Reklama

Gigantyczna wpadka w TVP! Odebrali jej nagrodę na oczach milionów

To jedna z największych wpadek w historii Festiwalu w Opolu, jaką zaliczyli organizatorzy z Telewizji Polskiej. W 2008 roku – na oczach widzów – najpierw przyznano nagrodę Kasi Cerekwickiej, a chwilę później jej ją odebrano. "To jest totalne dno" – mówiła zażenowana całą sytuacją wokalistka.

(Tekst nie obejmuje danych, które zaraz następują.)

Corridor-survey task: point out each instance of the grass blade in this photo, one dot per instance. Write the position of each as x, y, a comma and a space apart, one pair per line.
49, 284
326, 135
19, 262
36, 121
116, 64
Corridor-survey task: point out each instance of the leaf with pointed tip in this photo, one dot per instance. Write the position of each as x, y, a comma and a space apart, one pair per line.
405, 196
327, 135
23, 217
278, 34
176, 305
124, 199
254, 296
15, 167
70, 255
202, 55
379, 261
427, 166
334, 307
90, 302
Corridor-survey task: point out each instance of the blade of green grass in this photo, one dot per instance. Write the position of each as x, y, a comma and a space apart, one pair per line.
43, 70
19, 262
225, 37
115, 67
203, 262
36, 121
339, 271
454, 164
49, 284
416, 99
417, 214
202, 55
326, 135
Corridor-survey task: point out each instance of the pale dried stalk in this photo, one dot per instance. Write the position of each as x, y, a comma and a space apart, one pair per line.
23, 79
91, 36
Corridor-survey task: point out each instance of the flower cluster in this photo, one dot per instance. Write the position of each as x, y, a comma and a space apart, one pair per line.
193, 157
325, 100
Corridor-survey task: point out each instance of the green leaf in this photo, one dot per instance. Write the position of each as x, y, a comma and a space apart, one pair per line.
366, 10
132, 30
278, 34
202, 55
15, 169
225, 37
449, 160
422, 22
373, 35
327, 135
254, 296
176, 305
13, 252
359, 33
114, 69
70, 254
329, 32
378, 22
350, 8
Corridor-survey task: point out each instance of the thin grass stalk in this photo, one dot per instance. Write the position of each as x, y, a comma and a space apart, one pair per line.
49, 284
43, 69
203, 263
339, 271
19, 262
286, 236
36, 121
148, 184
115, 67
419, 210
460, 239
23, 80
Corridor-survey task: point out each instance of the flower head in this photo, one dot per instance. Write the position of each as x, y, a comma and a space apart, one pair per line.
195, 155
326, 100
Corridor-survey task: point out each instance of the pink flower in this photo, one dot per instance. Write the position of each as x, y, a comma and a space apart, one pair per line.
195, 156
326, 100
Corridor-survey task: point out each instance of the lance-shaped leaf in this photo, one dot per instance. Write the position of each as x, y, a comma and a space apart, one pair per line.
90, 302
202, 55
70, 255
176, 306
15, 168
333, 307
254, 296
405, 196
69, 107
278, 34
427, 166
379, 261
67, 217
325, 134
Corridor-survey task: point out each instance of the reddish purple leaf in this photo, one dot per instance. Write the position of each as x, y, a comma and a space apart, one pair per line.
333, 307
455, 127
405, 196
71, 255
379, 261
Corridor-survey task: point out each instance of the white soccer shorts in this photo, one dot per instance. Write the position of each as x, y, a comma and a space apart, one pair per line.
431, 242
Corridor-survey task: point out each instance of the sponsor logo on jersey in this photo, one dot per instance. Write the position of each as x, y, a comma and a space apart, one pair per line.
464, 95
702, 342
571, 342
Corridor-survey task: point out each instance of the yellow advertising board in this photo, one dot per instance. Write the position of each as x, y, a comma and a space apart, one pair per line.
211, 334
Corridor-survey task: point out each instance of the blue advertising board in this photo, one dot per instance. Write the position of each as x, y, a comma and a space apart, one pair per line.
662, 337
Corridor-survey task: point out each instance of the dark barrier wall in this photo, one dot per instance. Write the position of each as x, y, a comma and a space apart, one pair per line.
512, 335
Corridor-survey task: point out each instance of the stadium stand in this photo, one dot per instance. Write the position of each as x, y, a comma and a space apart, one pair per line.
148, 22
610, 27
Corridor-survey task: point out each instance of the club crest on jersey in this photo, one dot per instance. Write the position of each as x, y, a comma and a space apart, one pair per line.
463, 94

To jedna z największych wpadek w historii Festiwalu w Opolu, jaką zaliczyli organizatorzy z Telewizji Polskiej. W 2008 roku – na oczach widzów – najpierw przyznano nagrodę Kasi Cerekwickiej, a chwilę później jej ją odebrano. "To jest totalne dno" – mówiła zażenowana całą sytuacją wokalistka.
TVP w trakcie koncertu na żywo przyznało, a następnie odebrało nagrodę Kasi Cerekwickiej /Krzysztof Jarosz /Agencja FORUM

W połowie czerwca 2008 roku w Opolu odbył się 45. Krajowy Konkurs Piosenki Polskiej. Stałym punktem imprezy był koncert Premiery.

Do walki o nagrody zgłosili się: BiFF, Dorota Miśkiewicz, Leszcze, Tatiana Okupnik, Wilki, Kasia Klich, Zakopower, De Press, Ania Szarmach oraz Kasia Cerekwicka.

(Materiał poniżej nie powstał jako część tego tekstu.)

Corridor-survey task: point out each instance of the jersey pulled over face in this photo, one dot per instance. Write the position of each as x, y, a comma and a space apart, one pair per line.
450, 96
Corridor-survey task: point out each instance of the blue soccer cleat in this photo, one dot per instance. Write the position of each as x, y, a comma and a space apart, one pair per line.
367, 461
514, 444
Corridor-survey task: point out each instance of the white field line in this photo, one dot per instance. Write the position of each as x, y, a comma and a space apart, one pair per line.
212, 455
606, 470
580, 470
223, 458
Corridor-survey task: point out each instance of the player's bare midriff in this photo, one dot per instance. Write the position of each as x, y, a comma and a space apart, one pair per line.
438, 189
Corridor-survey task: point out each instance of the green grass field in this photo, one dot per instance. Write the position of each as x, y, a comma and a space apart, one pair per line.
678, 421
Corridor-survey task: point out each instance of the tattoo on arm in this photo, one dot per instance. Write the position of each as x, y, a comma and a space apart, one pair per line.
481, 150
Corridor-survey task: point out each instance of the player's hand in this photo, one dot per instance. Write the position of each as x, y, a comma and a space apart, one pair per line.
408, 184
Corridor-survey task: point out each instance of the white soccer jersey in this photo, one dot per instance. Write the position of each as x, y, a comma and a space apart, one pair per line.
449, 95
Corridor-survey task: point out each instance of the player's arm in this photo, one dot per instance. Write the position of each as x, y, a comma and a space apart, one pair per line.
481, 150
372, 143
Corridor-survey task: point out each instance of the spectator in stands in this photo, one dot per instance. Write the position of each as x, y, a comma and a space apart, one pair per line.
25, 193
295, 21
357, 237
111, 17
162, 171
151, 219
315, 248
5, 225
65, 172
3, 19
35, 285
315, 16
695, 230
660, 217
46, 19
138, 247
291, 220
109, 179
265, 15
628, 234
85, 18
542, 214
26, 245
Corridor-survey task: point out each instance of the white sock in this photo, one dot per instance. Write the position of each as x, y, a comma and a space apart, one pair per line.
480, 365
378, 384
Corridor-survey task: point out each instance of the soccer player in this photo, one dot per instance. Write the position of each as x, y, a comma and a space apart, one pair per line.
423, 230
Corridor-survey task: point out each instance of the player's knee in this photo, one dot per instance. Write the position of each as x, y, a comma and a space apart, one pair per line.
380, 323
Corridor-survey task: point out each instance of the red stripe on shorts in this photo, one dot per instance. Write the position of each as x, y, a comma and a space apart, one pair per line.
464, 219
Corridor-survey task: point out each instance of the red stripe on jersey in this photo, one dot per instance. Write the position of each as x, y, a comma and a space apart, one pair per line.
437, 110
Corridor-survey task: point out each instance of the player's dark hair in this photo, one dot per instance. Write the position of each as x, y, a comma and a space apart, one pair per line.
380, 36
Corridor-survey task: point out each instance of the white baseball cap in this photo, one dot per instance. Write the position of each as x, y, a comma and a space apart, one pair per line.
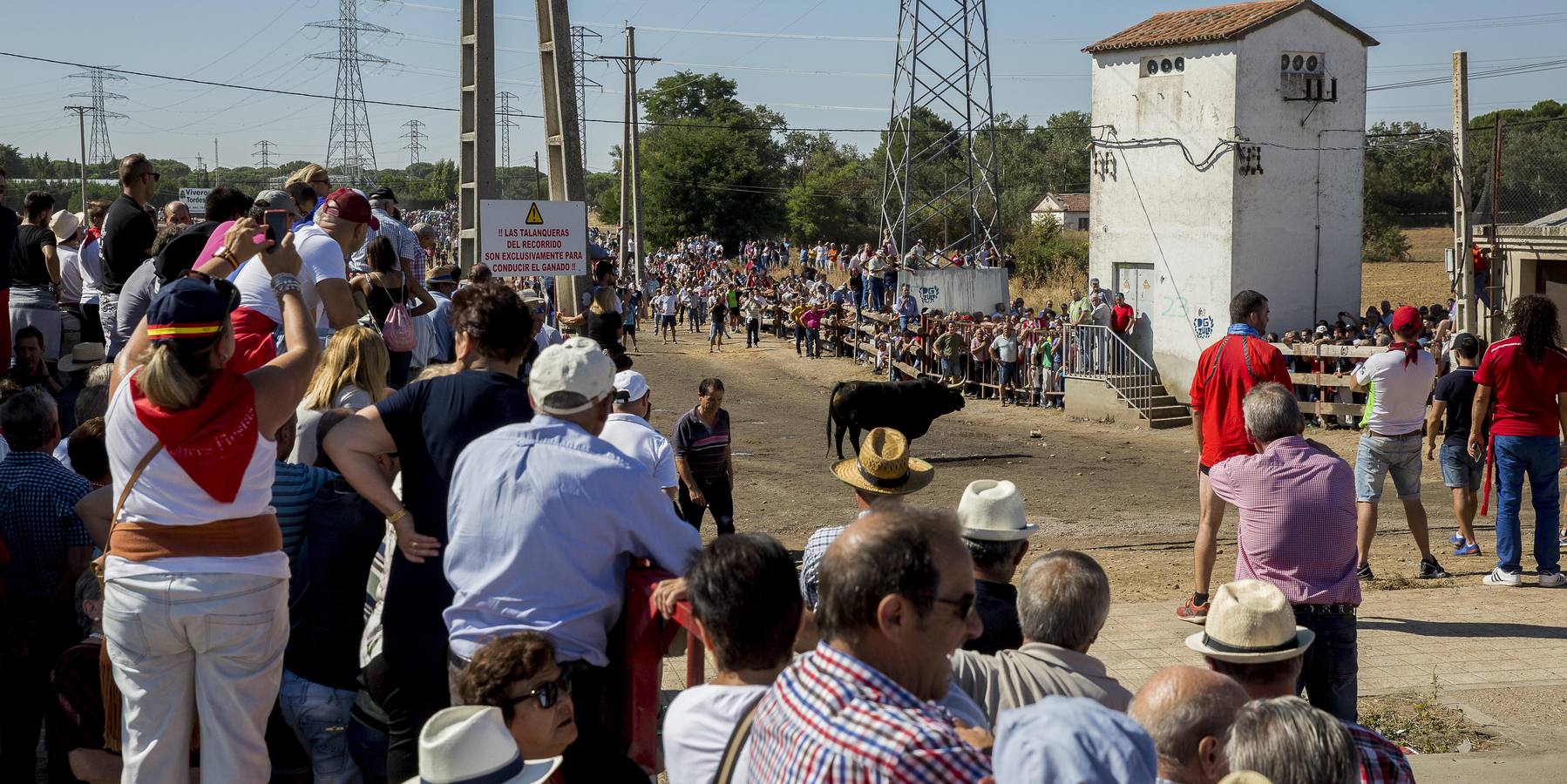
630, 384
573, 367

Sam koncert przebiegał bez zastrzeżeń, problemy rozpoczęły się dopiero przy ogłaszaniu wyników.

Gigantyczna wpadka TVP podczas Festiwalu w Opolu. "Dno totalne"

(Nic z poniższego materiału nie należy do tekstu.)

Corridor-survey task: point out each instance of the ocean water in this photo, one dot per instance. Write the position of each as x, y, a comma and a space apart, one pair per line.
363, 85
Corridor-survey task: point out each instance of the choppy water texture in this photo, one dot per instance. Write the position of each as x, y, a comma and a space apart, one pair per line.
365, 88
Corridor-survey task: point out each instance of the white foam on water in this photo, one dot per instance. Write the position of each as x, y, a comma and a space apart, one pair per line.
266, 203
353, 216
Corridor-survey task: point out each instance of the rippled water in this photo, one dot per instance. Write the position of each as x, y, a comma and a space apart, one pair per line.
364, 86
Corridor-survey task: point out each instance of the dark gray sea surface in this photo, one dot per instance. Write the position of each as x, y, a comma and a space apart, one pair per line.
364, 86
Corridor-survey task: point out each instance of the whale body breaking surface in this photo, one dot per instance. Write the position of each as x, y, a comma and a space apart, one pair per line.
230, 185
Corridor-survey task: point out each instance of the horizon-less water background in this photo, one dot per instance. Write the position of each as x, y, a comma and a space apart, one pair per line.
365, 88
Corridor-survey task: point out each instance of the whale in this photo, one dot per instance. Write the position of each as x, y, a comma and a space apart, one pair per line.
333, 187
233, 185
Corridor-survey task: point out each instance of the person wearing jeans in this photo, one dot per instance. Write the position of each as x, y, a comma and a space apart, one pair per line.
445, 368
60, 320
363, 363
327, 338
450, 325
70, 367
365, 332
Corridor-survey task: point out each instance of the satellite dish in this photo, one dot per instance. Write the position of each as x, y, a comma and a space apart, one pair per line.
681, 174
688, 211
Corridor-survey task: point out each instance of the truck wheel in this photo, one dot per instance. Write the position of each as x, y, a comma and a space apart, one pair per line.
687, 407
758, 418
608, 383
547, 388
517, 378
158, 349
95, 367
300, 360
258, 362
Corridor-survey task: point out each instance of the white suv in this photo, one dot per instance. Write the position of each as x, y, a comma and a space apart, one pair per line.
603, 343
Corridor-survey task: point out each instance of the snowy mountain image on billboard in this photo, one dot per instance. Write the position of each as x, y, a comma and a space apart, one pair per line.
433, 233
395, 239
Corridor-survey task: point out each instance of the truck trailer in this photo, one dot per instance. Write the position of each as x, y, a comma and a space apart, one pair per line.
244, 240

Nagrodę publiczności otrzymała grupa Leszcze za piosenkę "Tak się bawi nasza klasa", natomiast jurorzy docenili Zakopower z utworem "Bóg wie gdzie".

Reklama

Gdy przyszła pora na przyznawanie nagrody Superpremier, początkowo opolską Karolinkę wręczono Kasi Cerekwickiej ("Nie ma nic"), mimo że więcej punktów otrzymała konkurencja piosenka Zakopower.

"Właściwie nie wiem za co ta nagroda" - dziwiła się na scenie Cerekwicka. Chwilę później doszło do ogromnego zamieszania. Wokalistce odebrano nagrodę i przekazano ją Zakopower.

Zażenowany Sebastian Karpiel-Bułecka, lider zakopiańskiej formacji, zadeklarował, że nagrodę odda Cerekwickiej. Ta jej nie przyjęła i ze zdenerwowania całą sytuacją popłakała się za kulisami.

"Mam nadzieję, że ktoś mnie za tę całą sytuację chociaż przeprosi, bo to jest totalne dno" - mówiła później Cerekwicka.

TVP przeprosiła za wpadkę, ale tłumaczyła się, że "programy na żywo rządzą się swoimi prawami".

"Zawinił czynnik ludzki, zła wiadomość poszła w kulisy, i została przekazana. Ludzie są trochę przemęczeni, bo przygotowują festiwal od 22 maja. To jest wpadka, ale przyznanie się do niej nie jest niczym bolesnym" - powiedział dyrektor festiwalu, Piotr Klatt.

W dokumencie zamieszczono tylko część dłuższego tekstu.